With the need for income somewhat acute, Ian and Jamie had found employment at one of the warehouses on the river. A wise choice, as it turned out: in addition to their pay and the odd damaged cask of salt fish or biscuit, being on the docks all day allowed them first—and cheapest—choice from the fishermen coming in with their catch. We therefore hadn’t been starving nor yet threatened with scurvy—the climate was mild enough that plenty of green things grew, even in late November—but I was getting tired of rice and fish and winter kale. A nice dish of scrambled eggs, now . . . possibly with fresh butter . . .
I’d come equipped for trading, with several packets of pins and a bag of salt, and Mrs. Simpson and I amicably concluded a bargain for a basket of eggs and a small tub of butter before the men had got Bonnie out of the barn and were sat on the back stoop, comfortably drinking beer.
“What remarkable chickens those are,” I said, stifling a small belch. The beer, of Mrs. Simpson’s own production, was tasty but strong. The chickens in question were more than remarkable: they appeared to have no legs but to be trundling round the yard on their bottom sides, pecking at their corn with cheerful imperturbability.
“Oh, aye,” said Mrs. Simpson, nodding with pride. “My mother brought those—well, their great-great-grandmothers—with her from Scotland, thirty years a-gone. ‘Creepies,’ she always called them—but they’ve got a true name. Scots Dumpy, it is, or so a gentleman from Glasgow told me.”
“How very appropriate,” I said, taking another sip of beer and peering at the chickens. They did after all have legs; just very short ones.
“I breed them for sale,” Mrs. Simpson added helpfully. “If might should be ye should find yourself in want of a good hen or two.”
“I can’t think of anything I’d like better,” I said wistfully. The rice paddies and palmettos of Savannah seemed infinitely far away from the clean sharp air of Fraser’s Ridge . . . but we were in the South, at least. And come March and good traveling weather, Marsali and Fergus should be safely established, and we could turn our faces toward North Carolina. “Perhaps in a few months . . .” I added Scots Dumpy chickens to the mental list I was accumulating and returned to the beer.

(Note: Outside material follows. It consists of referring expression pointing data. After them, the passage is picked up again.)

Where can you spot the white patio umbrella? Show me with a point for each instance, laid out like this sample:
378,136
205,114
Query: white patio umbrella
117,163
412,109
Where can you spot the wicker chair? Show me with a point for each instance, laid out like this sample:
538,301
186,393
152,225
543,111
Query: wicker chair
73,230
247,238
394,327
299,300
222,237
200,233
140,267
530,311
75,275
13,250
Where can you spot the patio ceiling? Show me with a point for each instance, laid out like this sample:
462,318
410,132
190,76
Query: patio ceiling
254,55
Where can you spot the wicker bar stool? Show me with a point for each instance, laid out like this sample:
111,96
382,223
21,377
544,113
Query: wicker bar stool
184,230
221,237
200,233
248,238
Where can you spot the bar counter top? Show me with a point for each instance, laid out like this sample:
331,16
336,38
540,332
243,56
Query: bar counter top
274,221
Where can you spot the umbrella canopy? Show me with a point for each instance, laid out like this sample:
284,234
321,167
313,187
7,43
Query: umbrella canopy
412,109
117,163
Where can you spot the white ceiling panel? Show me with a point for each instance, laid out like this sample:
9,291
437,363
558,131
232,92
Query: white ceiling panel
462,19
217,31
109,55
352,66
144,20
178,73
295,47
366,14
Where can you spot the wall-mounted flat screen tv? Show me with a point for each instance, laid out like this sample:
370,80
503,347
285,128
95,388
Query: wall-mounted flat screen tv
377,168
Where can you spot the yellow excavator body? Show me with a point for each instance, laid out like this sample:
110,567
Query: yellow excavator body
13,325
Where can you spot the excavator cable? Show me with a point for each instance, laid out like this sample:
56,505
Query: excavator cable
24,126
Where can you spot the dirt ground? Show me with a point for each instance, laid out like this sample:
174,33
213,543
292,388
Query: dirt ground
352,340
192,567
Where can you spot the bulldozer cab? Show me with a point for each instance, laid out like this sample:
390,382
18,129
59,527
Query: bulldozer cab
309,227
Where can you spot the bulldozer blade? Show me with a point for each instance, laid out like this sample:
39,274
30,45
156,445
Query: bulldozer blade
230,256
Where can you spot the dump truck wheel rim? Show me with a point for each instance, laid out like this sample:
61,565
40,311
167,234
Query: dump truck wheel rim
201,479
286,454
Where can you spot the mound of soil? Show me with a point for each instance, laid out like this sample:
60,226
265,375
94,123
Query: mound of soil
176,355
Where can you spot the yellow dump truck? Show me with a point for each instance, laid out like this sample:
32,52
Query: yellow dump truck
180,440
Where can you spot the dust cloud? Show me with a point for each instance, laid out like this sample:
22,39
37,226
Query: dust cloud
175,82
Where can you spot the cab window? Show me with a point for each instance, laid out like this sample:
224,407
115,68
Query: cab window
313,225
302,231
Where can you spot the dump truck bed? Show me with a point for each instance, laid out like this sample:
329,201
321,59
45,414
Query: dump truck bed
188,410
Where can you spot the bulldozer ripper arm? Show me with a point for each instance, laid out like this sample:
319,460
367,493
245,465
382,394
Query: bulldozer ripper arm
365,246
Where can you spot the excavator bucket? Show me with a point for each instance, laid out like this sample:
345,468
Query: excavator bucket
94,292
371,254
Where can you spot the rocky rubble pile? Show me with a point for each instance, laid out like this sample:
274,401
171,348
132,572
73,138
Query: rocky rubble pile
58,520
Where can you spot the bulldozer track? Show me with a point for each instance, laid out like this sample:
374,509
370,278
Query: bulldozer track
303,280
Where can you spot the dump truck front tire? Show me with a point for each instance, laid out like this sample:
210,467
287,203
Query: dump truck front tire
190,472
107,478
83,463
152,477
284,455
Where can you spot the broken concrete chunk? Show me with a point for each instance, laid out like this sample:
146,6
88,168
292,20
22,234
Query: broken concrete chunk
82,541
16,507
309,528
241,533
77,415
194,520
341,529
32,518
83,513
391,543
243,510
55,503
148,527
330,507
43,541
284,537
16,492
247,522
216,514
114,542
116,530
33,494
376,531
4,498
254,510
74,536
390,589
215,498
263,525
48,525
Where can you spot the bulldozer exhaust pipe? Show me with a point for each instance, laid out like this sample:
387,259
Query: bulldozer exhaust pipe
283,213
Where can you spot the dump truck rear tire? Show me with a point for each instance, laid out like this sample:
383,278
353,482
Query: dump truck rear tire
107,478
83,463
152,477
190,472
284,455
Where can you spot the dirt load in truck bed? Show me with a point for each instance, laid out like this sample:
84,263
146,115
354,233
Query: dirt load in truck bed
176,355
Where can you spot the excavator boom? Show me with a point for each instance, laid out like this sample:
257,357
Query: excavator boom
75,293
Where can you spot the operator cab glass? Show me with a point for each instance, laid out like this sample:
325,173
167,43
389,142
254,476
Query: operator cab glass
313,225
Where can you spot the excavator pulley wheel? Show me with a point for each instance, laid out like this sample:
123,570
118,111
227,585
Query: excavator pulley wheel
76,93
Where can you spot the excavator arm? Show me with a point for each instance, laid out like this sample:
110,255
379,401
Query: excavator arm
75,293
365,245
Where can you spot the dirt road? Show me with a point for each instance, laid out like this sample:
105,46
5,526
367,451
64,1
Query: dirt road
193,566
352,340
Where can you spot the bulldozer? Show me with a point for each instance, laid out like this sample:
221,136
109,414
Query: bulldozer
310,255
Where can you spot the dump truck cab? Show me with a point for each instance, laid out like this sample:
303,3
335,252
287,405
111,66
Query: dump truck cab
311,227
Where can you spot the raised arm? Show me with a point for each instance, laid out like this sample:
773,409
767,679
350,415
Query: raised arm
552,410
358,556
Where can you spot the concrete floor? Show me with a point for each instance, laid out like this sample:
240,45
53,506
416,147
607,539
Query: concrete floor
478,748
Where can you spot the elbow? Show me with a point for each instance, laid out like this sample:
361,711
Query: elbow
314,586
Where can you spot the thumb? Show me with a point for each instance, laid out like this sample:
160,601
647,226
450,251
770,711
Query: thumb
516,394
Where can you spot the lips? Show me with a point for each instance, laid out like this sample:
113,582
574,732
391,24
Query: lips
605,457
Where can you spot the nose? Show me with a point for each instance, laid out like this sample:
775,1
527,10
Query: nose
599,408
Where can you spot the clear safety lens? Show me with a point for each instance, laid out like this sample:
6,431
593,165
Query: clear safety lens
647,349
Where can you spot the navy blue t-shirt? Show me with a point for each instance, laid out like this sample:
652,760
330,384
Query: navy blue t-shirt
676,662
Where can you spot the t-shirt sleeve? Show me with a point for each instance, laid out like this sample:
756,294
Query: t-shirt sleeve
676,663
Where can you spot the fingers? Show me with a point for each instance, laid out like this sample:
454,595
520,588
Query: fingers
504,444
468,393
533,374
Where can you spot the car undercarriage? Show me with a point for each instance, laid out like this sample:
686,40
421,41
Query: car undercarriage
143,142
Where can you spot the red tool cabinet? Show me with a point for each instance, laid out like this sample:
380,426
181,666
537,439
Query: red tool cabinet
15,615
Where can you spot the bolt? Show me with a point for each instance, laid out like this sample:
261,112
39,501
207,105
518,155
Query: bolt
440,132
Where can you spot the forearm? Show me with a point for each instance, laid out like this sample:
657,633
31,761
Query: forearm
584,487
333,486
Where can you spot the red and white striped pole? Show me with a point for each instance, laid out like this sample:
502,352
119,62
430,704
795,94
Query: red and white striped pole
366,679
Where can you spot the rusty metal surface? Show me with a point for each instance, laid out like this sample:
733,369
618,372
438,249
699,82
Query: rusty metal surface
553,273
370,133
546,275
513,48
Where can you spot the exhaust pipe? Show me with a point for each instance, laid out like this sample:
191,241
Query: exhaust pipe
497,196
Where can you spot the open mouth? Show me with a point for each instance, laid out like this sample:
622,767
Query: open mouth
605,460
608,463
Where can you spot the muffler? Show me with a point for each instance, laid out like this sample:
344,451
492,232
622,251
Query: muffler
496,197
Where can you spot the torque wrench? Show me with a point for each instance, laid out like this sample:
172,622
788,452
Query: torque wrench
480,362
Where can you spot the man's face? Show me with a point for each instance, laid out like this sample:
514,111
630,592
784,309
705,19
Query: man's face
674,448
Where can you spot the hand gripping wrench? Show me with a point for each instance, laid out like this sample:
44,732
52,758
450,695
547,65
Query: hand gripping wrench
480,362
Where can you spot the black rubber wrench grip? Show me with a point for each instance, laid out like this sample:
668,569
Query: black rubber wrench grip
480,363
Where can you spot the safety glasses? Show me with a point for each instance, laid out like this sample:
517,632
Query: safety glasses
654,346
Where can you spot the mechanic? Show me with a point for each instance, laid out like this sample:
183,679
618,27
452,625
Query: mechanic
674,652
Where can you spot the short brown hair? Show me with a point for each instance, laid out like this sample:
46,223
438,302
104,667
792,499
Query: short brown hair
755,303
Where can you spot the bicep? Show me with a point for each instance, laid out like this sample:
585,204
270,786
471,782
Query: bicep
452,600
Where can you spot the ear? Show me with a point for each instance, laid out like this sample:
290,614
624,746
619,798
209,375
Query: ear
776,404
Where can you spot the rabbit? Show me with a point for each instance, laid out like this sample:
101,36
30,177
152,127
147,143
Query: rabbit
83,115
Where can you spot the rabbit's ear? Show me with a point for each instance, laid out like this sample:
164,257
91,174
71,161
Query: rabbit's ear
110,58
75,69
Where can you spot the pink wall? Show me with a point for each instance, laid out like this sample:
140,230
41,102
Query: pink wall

The men had got the printing press onto the cart, suitably swathed in canvas and repacked with straw for the journey into town, and now came into the house to resume their own well-earned refreshment.
We sat companionably round Mrs. Simpson’s scrubbed kitchen table, drinking beer and eating salted radishes. Jamie and Fergus were glowing with excitement and satisfaction; the looks on their faces warmed me more than the beer. Poor Richard Bell was trying his best to be generous and share their delight, but it was plain that he was low in both body and spirit.
I had met him only a few days before, and that briefly, so had not yet cultivated an acquaintance sufficient as to allow me to make him undress and let me palpate his liver, but I was morally certain that the “relapsing ague” Mrs. Bell had written of was malaria. I couldn’t say so with complete certainty without looking at his blood cells under a microscope—and God knew when I might ever have one again—but I’d seen enough people suffering from “the quartan ague” or “the tertian fever” as to have little doubt.